# Kumiko jig modifications



## DrRobert (Apr 27, 2015)

This jig produces 30/60° angles that make the triangular framework.


















And, you can never have enough kumiko strips.....
Into the drum sander (no, I did not use the planer!)










Practice strips and more basswood:









What I'm shooting for:


----------



## WeebyWoodWorker (Jun 11, 2017)

That's gonna look good. I've started drawing out my next one and that's sorta what I'm going for too. What are the red marks for on the slid?


DrRobert said:


> This jig produces 30/60° angles that make the triangular framework.
> View attachment 430057
> 
> 
> ...



-T


----------



## DrRobert (Apr 27, 2015)

Area where blade passes thru. You need to put a stop in the out feed table, too.
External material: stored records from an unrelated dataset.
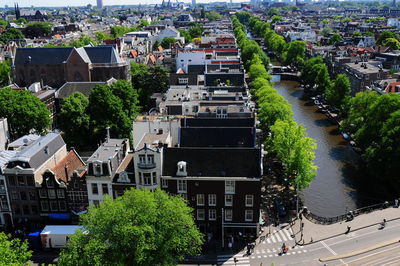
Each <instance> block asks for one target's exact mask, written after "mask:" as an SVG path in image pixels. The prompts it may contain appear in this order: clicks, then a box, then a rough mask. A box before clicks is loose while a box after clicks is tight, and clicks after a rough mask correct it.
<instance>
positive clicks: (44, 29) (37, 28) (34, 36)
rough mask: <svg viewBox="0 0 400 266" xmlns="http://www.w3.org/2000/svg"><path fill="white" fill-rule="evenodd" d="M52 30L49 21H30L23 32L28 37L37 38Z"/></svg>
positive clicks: (49, 31) (48, 34)
mask: <svg viewBox="0 0 400 266" xmlns="http://www.w3.org/2000/svg"><path fill="white" fill-rule="evenodd" d="M51 32H52V24H51V23H50V22H32V23H29V24H28V25H27V27H26V28H25V29H24V34H25V36H26V37H28V38H31V39H33V38H39V37H45V36H49V35H50V33H51Z"/></svg>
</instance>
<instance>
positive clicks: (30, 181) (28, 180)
mask: <svg viewBox="0 0 400 266" xmlns="http://www.w3.org/2000/svg"><path fill="white" fill-rule="evenodd" d="M26 181H27V183H28V186H34V185H35V182H33V178H32V177H31V176H27V177H26Z"/></svg>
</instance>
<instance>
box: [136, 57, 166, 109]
mask: <svg viewBox="0 0 400 266" xmlns="http://www.w3.org/2000/svg"><path fill="white" fill-rule="evenodd" d="M131 77H132V85H133V88H134V89H136V90H137V92H138V94H139V103H140V105H141V106H142V107H143V110H144V111H148V110H149V109H150V108H151V107H152V106H151V101H150V96H151V95H152V94H153V93H156V92H164V91H165V89H166V88H167V87H168V83H169V75H168V70H167V69H165V68H164V67H162V66H147V65H143V64H138V63H134V62H133V63H131Z"/></svg>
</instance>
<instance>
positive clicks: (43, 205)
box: [40, 201, 49, 211]
mask: <svg viewBox="0 0 400 266" xmlns="http://www.w3.org/2000/svg"><path fill="white" fill-rule="evenodd" d="M40 206H41V207H42V211H48V210H49V202H48V201H41V202H40Z"/></svg>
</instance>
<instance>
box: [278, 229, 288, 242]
mask: <svg viewBox="0 0 400 266" xmlns="http://www.w3.org/2000/svg"><path fill="white" fill-rule="evenodd" d="M278 234H279V235H280V236H281V237H282V239H283V241H287V238H286V236H285V234H284V233H283V232H282V231H278Z"/></svg>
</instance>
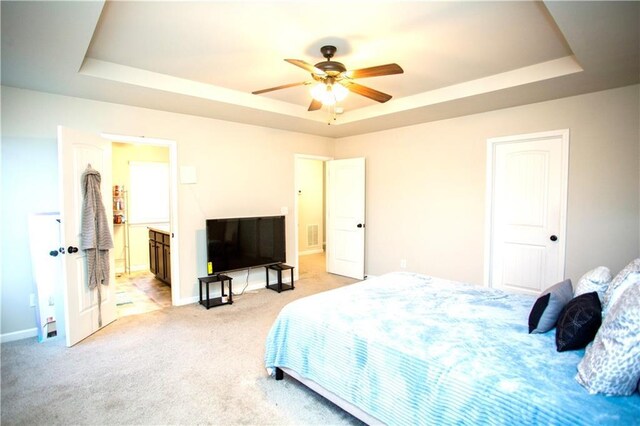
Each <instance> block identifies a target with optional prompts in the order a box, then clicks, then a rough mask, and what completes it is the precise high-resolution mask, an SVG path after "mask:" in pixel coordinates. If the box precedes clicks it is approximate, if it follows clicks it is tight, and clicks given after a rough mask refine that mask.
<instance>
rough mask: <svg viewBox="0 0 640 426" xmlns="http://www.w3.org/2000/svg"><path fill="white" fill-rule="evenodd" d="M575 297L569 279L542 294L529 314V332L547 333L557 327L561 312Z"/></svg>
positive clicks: (532, 307) (541, 293)
mask: <svg viewBox="0 0 640 426" xmlns="http://www.w3.org/2000/svg"><path fill="white" fill-rule="evenodd" d="M571 299H573V286H572V285H571V280H569V279H567V280H564V281H562V282H559V283H558V284H555V285H553V286H551V287H549V288H548V289H546V290H545V291H543V292H542V293H541V294H540V297H538V300H536V302H535V303H534V304H533V307H532V308H531V313H530V314H529V333H546V332H547V331H549V330H551V329H552V328H553V327H555V325H556V322H557V321H558V317H559V316H560V312H561V311H562V309H563V308H564V307H565V305H566V304H567V303H569V301H570V300H571Z"/></svg>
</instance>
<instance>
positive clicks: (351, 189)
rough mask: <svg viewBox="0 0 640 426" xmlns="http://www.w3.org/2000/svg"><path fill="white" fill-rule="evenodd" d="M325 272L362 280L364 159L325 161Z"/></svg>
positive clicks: (363, 202) (364, 176)
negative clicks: (326, 271) (326, 232)
mask: <svg viewBox="0 0 640 426" xmlns="http://www.w3.org/2000/svg"><path fill="white" fill-rule="evenodd" d="M326 173H327V272H330V273H332V274H338V275H344V276H347V277H351V278H356V279H360V280H361V279H364V254H365V253H364V243H365V240H364V237H365V217H364V215H365V162H364V158H350V159H345V160H331V161H327V172H326Z"/></svg>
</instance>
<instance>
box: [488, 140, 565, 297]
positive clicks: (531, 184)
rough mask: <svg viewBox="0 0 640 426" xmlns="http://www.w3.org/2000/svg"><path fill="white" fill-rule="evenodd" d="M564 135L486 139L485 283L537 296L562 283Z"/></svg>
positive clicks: (563, 251) (564, 235) (562, 247)
mask: <svg viewBox="0 0 640 426" xmlns="http://www.w3.org/2000/svg"><path fill="white" fill-rule="evenodd" d="M568 151H569V132H568V131H558V132H545V133H536V134H530V135H519V136H511V137H505V138H496V139H490V140H489V150H488V156H487V157H488V159H489V164H490V170H489V173H488V176H489V179H488V183H489V185H488V191H489V192H488V194H489V195H488V198H489V199H490V201H489V202H490V205H491V214H490V218H491V223H490V231H489V232H488V233H487V235H488V236H489V238H490V241H489V246H490V248H489V250H488V253H489V257H490V264H489V271H488V273H489V274H488V275H489V276H488V284H489V285H490V286H491V287H496V288H502V289H505V290H509V291H517V292H524V293H530V294H538V293H540V291H542V290H544V289H545V288H547V287H549V286H551V285H553V284H555V283H557V282H558V281H561V280H562V279H563V278H564V257H565V221H566V206H567V175H568Z"/></svg>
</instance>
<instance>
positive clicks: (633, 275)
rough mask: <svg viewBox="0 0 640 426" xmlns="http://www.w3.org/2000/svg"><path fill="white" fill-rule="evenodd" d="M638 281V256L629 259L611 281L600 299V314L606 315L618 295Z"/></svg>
mask: <svg viewBox="0 0 640 426" xmlns="http://www.w3.org/2000/svg"><path fill="white" fill-rule="evenodd" d="M638 281H640V258H638V259H635V260H633V261H631V262H630V263H629V264H628V265H627V266H625V267H624V269H623V270H622V271H620V272H618V275H616V277H615V278H614V279H613V281H611V284H609V287H608V288H607V291H606V292H605V294H604V300H603V301H602V302H603V303H602V315H603V316H606V315H607V313H608V312H609V310H611V308H613V305H614V304H615V302H616V301H617V300H618V298H619V297H620V295H621V294H622V293H624V291H625V290H626V289H627V288H629V286H631V285H632V284H634V283H636V282H638Z"/></svg>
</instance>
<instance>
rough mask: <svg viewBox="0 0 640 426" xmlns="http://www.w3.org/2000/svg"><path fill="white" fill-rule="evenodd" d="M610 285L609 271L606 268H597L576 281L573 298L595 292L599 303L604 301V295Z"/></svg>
mask: <svg viewBox="0 0 640 426" xmlns="http://www.w3.org/2000/svg"><path fill="white" fill-rule="evenodd" d="M610 283H611V271H610V270H609V268H607V267H606V266H598V267H597V268H595V269H592V270H590V271H589V272H587V273H586V274H584V275H583V276H582V277H581V278H580V280H579V281H578V285H577V286H576V290H575V291H574V292H573V297H578V296H581V295H583V294H586V293H591V292H592V291H595V292H597V293H598V298H599V299H600V302H603V301H604V295H605V292H606V291H607V288H609V284H610Z"/></svg>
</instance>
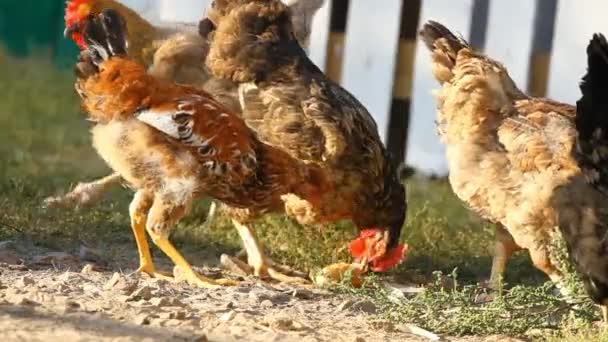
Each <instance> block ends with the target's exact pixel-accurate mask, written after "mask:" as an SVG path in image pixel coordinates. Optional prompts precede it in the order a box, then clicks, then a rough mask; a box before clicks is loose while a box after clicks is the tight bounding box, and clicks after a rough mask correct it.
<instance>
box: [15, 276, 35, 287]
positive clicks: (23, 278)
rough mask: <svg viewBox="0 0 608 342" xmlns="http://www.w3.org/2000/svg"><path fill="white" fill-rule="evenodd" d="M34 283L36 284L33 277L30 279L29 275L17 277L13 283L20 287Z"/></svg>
mask: <svg viewBox="0 0 608 342" xmlns="http://www.w3.org/2000/svg"><path fill="white" fill-rule="evenodd" d="M34 284H36V281H34V279H32V278H31V277H29V276H23V277H21V278H19V279H18V280H17V282H16V284H15V285H16V286H17V287H22V288H23V287H28V286H31V285H34Z"/></svg>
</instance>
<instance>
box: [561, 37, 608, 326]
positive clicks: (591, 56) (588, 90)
mask: <svg viewBox="0 0 608 342" xmlns="http://www.w3.org/2000/svg"><path fill="white" fill-rule="evenodd" d="M587 56H588V69H587V75H586V76H585V77H584V78H583V81H582V83H581V87H580V88H581V91H582V94H583V96H582V98H581V99H580V100H579V101H578V102H577V108H576V112H577V115H576V119H575V123H576V131H577V133H578V135H577V139H576V149H575V150H574V151H573V156H574V158H575V159H576V160H577V161H578V163H579V165H580V167H581V170H582V172H581V173H580V174H577V175H575V176H573V177H571V178H570V179H569V181H568V182H567V183H565V184H563V185H562V186H561V187H559V188H558V189H557V190H556V192H555V193H554V197H553V201H554V205H555V206H556V207H559V208H562V209H561V210H559V211H558V216H559V226H560V229H561V232H562V234H563V236H564V240H565V241H566V246H567V248H568V251H569V254H570V257H571V259H572V261H573V263H574V265H575V266H576V268H577V270H578V271H579V273H580V274H581V276H582V277H581V278H582V280H583V283H584V285H585V289H586V290H587V293H589V295H590V297H591V299H592V300H593V301H594V302H596V303H597V304H599V305H600V306H601V308H602V314H603V319H604V322H608V242H607V241H606V234H608V227H607V226H606V222H608V102H607V101H606V94H608V43H607V42H606V38H605V37H604V36H603V35H601V34H597V35H594V37H593V39H592V40H591V42H590V43H589V45H588V47H587Z"/></svg>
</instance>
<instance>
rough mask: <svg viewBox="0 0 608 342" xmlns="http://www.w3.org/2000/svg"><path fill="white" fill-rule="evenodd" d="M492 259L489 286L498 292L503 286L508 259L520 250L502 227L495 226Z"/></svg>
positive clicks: (508, 261)
mask: <svg viewBox="0 0 608 342" xmlns="http://www.w3.org/2000/svg"><path fill="white" fill-rule="evenodd" d="M495 235H496V237H495V239H496V240H495V244H494V257H493V259H492V272H491V275H490V280H489V285H490V287H491V288H492V289H494V290H497V291H500V290H501V289H502V285H503V280H504V279H503V277H504V274H505V270H506V268H507V264H508V262H509V259H510V258H511V256H512V255H513V253H515V252H516V251H518V250H520V249H521V248H520V247H519V246H518V245H517V244H516V243H515V240H513V237H512V236H511V234H510V233H509V232H508V231H507V230H506V229H505V228H504V226H502V225H496V229H495Z"/></svg>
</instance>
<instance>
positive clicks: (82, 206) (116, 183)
mask: <svg viewBox="0 0 608 342" xmlns="http://www.w3.org/2000/svg"><path fill="white" fill-rule="evenodd" d="M121 179H122V178H121V177H120V175H119V174H118V173H113V174H111V175H109V176H106V177H103V178H101V179H98V180H96V181H93V182H88V183H78V185H76V187H75V188H74V189H73V190H72V191H70V192H68V193H66V194H63V195H60V196H52V197H48V198H46V199H45V200H44V206H46V207H49V208H55V207H64V208H73V209H78V208H82V207H86V206H90V205H92V204H95V203H96V202H97V201H99V200H100V199H101V197H102V196H103V194H104V193H105V192H106V191H107V190H108V188H110V187H111V186H113V185H114V184H118V183H120V180H121Z"/></svg>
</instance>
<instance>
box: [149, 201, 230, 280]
mask: <svg viewBox="0 0 608 342" xmlns="http://www.w3.org/2000/svg"><path fill="white" fill-rule="evenodd" d="M148 200H151V201H152V204H151V207H150V209H149V211H148V215H147V216H148V217H147V221H146V229H147V231H148V234H149V235H150V237H151V238H152V242H154V244H155V245H156V246H157V247H158V248H159V249H160V250H161V251H163V253H165V255H167V256H168V257H169V259H171V261H172V262H173V264H175V266H176V268H175V269H174V272H173V275H174V278H175V281H177V282H180V281H186V282H187V283H189V284H191V285H195V286H198V287H202V288H215V287H220V286H234V285H238V282H236V281H234V280H231V279H211V278H207V277H204V276H202V275H200V274H198V273H196V272H195V271H194V270H193V269H192V266H191V265H190V263H188V261H186V259H185V258H184V257H183V256H182V254H181V253H180V252H179V251H178V250H177V249H175V247H174V246H173V245H172V244H171V242H170V241H169V239H168V234H169V227H170V226H171V223H174V222H176V221H178V220H179V219H180V218H181V217H183V216H184V215H185V213H186V211H187V210H186V207H187V206H186V205H184V206H168V205H166V204H165V203H163V200H162V199H161V198H155V199H150V197H148ZM143 208H145V206H143Z"/></svg>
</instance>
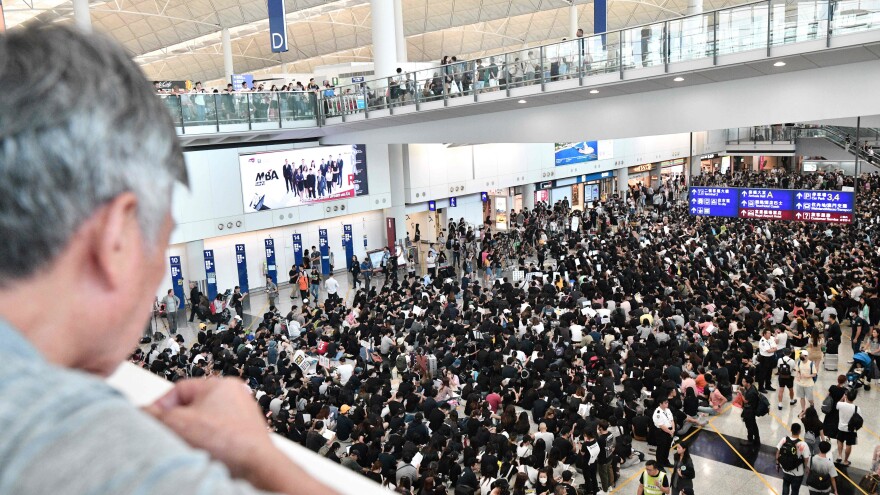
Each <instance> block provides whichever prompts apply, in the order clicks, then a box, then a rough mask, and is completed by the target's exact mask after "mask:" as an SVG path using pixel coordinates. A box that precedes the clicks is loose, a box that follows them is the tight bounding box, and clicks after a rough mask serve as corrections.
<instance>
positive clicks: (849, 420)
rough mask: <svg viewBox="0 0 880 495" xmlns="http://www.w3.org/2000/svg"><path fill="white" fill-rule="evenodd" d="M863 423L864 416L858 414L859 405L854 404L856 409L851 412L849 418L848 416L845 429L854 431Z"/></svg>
mask: <svg viewBox="0 0 880 495" xmlns="http://www.w3.org/2000/svg"><path fill="white" fill-rule="evenodd" d="M864 424H865V418H863V417H862V415H861V414H859V406H856V410H855V411H854V412H853V415H852V417H851V418H849V423H847V424H846V426H847V429H848V430H849V431H852V432H855V431H859V430H861V429H862V425H864Z"/></svg>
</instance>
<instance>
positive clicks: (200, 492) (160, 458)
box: [0, 320, 263, 495]
mask: <svg viewBox="0 0 880 495" xmlns="http://www.w3.org/2000/svg"><path fill="white" fill-rule="evenodd" d="M0 342H3V344H2V345H0V493H19V494H28V493H63V494H65V495H80V494H92V495H104V494H107V495H110V494H113V495H118V494H133V493H138V494H166V493H167V494H169V495H171V494H174V495H177V494H182V493H186V494H204V495H209V494H210V495H227V494H240V495H245V494H258V493H263V492H259V491H257V490H255V489H254V488H253V487H251V486H250V485H249V484H247V483H245V482H242V481H235V480H232V479H231V478H230V475H229V472H228V471H227V469H226V467H225V466H223V465H222V464H219V463H217V462H214V461H211V459H210V457H209V456H208V454H207V453H206V452H203V451H200V450H194V449H192V448H190V447H189V446H187V445H186V444H185V443H184V442H183V441H182V440H181V439H179V438H178V437H177V436H176V435H175V434H174V433H172V432H171V431H170V430H168V429H167V428H165V427H164V426H163V425H161V424H160V423H159V422H158V421H156V420H154V419H153V418H151V417H150V416H148V415H147V414H145V413H143V412H141V411H140V410H139V409H137V408H136V407H134V406H133V405H131V404H130V403H129V402H128V401H126V400H125V399H124V398H123V397H122V395H120V394H119V393H118V392H116V391H115V390H113V389H112V388H110V387H109V386H108V385H107V384H105V383H104V382H103V381H102V380H101V379H100V378H98V377H96V376H93V375H90V374H87V373H83V372H80V371H75V370H70V369H65V368H60V367H57V366H55V365H52V364H50V363H48V362H46V360H45V359H43V357H42V356H41V355H40V354H39V353H38V352H37V350H36V349H35V348H34V347H33V346H32V345H31V344H30V343H29V342H28V341H27V340H25V339H24V338H23V337H22V336H21V335H20V334H19V333H18V332H17V331H15V330H14V329H13V328H12V327H10V326H9V325H8V324H7V323H6V322H5V321H2V320H0Z"/></svg>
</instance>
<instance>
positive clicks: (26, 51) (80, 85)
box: [0, 25, 186, 280]
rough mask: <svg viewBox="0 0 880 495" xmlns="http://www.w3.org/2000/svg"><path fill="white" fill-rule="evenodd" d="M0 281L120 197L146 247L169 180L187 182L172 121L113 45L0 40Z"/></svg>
mask: <svg viewBox="0 0 880 495" xmlns="http://www.w3.org/2000/svg"><path fill="white" fill-rule="evenodd" d="M0 88H2V89H0V232H2V233H3V234H4V236H3V237H4V238H3V240H2V242H0V279H6V280H9V279H20V278H25V277H28V276H30V275H32V274H34V273H35V272H37V271H38V270H39V269H40V268H41V267H43V266H45V265H47V264H48V263H50V262H51V261H53V260H54V258H55V256H57V255H58V254H59V253H60V252H61V251H62V250H63V249H64V248H65V247H66V245H67V244H68V242H69V240H70V238H71V237H72V235H73V234H74V232H75V231H76V230H77V229H78V228H79V227H80V226H81V225H82V224H83V223H84V222H85V221H86V220H87V219H88V218H89V217H91V216H92V215H93V214H94V213H95V211H96V210H98V209H99V208H100V207H101V206H102V205H104V204H106V203H107V202H108V201H110V200H112V199H113V198H115V197H117V196H118V195H120V194H122V193H124V192H132V193H133V194H135V195H136V197H137V200H138V220H139V223H140V226H141V229H142V231H143V233H144V236H145V238H146V239H147V242H148V243H153V242H155V240H156V236H157V235H158V234H159V231H160V228H161V226H162V225H163V221H164V219H165V216H166V214H167V212H168V209H169V208H170V204H171V191H172V188H173V185H174V181H175V180H179V181H181V182H183V183H186V168H185V165H184V161H183V154H182V153H181V151H180V145H179V143H178V140H177V136H176V134H175V131H174V127H173V124H172V121H171V116H170V114H169V112H168V110H167V108H166V107H165V105H163V103H162V102H161V100H160V99H159V98H158V97H157V96H156V95H155V94H154V93H153V89H152V87H151V86H150V84H149V83H148V82H147V81H146V79H145V78H144V75H143V73H142V72H141V70H140V68H139V67H138V66H137V65H136V64H135V63H134V62H133V61H132V60H131V58H130V57H129V56H128V55H127V54H126V53H125V51H124V50H123V49H122V48H121V47H120V46H119V45H118V44H116V43H115V42H113V41H111V40H109V39H107V38H106V37H104V36H100V35H90V34H85V33H82V32H80V31H78V30H75V29H73V28H67V27H61V26H57V25H53V26H42V27H36V28H24V29H13V30H11V31H8V32H7V33H5V34H3V35H0Z"/></svg>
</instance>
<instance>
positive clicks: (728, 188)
mask: <svg viewBox="0 0 880 495" xmlns="http://www.w3.org/2000/svg"><path fill="white" fill-rule="evenodd" d="M689 196H690V199H689V200H688V202H689V204H688V208H689V211H690V212H691V215H694V216H707V217H736V216H739V207H738V206H737V204H736V203H737V201H738V200H739V190H738V189H735V188H732V187H692V188H690V191H689Z"/></svg>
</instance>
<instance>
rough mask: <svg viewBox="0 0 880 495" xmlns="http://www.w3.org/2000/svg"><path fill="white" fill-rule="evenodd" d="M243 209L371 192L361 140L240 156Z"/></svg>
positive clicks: (299, 203) (240, 165)
mask: <svg viewBox="0 0 880 495" xmlns="http://www.w3.org/2000/svg"><path fill="white" fill-rule="evenodd" d="M238 160H239V168H240V170H241V189H242V200H243V202H244V211H245V213H254V212H258V211H265V210H276V209H279V208H289V207H291V206H300V205H304V204H309V203H319V202H322V201H332V200H334V199H343V198H352V197H355V196H363V195H365V194H368V193H369V190H368V187H367V183H368V180H367V151H366V146H364V145H362V144H355V145H342V146H320V147H316V148H302V149H293V150H284V151H270V152H265V153H251V154H244V155H239V157H238Z"/></svg>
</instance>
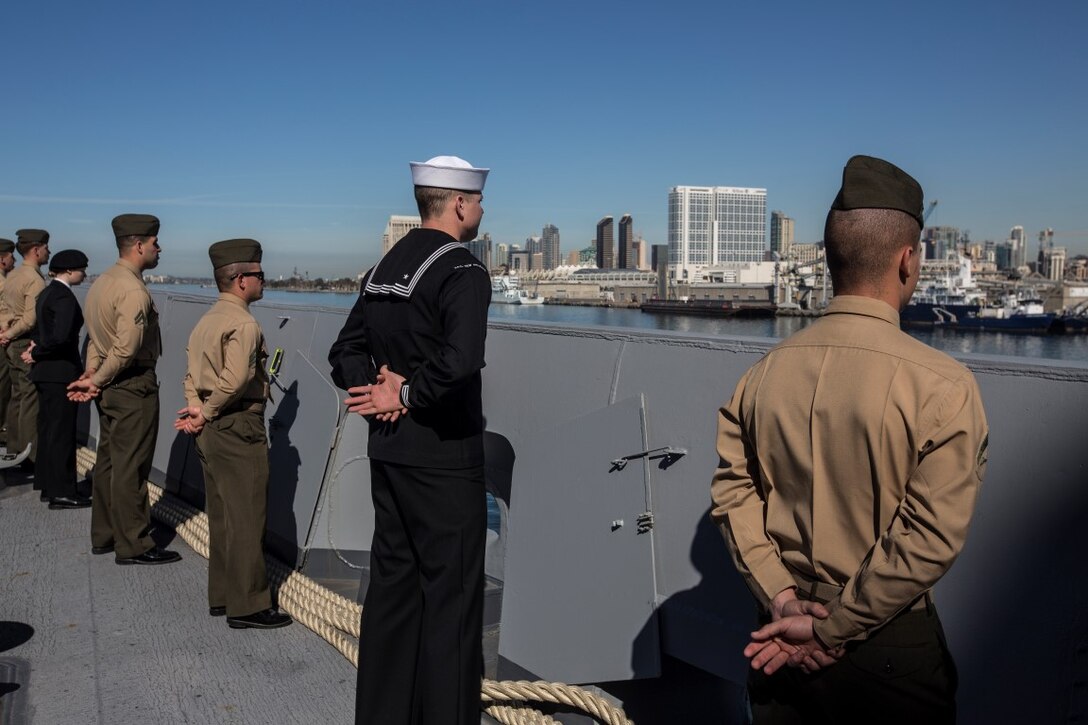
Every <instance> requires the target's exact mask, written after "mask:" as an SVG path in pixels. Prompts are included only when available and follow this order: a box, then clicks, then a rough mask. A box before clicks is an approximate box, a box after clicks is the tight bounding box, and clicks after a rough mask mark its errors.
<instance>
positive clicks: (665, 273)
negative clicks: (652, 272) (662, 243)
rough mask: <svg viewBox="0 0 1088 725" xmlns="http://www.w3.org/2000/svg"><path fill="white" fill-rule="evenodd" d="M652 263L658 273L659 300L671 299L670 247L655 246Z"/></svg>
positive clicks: (651, 254) (661, 245)
mask: <svg viewBox="0 0 1088 725" xmlns="http://www.w3.org/2000/svg"><path fill="white" fill-rule="evenodd" d="M651 263H652V265H653V267H654V271H655V272H657V298H658V299H668V298H669V245H667V244H655V245H654V246H653V248H652V249H651Z"/></svg>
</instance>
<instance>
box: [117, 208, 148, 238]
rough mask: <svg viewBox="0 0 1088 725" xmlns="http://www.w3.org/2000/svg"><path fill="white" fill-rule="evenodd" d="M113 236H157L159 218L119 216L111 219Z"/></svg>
mask: <svg viewBox="0 0 1088 725" xmlns="http://www.w3.org/2000/svg"><path fill="white" fill-rule="evenodd" d="M111 223H112V224H113V236H115V237H118V238H119V239H120V238H121V237H123V236H159V218H158V217H152V216H151V214H119V216H116V217H114V218H113V222H111Z"/></svg>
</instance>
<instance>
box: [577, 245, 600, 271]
mask: <svg viewBox="0 0 1088 725" xmlns="http://www.w3.org/2000/svg"><path fill="white" fill-rule="evenodd" d="M596 262H597V241H596V239H590V244H589V245H588V246H585V247H583V248H582V249H579V251H578V263H579V265H595V263H596Z"/></svg>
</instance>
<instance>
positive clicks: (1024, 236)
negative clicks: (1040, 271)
mask: <svg viewBox="0 0 1088 725" xmlns="http://www.w3.org/2000/svg"><path fill="white" fill-rule="evenodd" d="M1009 250H1010V257H1011V263H1010V267H1011V268H1013V269H1018V268H1021V267H1026V266H1027V237H1026V236H1024V228H1023V226H1021V225H1018V224H1017V225H1016V226H1013V228H1012V229H1011V230H1009Z"/></svg>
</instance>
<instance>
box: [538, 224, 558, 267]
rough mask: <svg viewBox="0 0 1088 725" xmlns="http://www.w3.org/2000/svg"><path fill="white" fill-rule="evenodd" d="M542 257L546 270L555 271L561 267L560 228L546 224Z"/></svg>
mask: <svg viewBox="0 0 1088 725" xmlns="http://www.w3.org/2000/svg"><path fill="white" fill-rule="evenodd" d="M541 255H542V259H543V263H544V269H555V268H556V267H558V266H559V228H558V226H556V225H555V224H544V231H543V232H542V233H541Z"/></svg>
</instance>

The jig is presented in a Fine Woodworking article as well as a YouTube video by a very well respected guy, but I think he didn’t address the safety issues.

Also, I had a devil of a time dialing in the fences in order to get the perfectly centered cuts.

Perhaps you know of the Aussie guy (kskdesign) who does everything by hand and is simply amazing. I think he may be the Desmond King who wrote the kumiko books.

There is another channel called WoodArt that does some amazing work.

I‘m curious how you go about drawing out a design. I’ve been focusing on making the framework, but the fill in part leaves me scratching my head, I‘ve been copying other patterns.


----------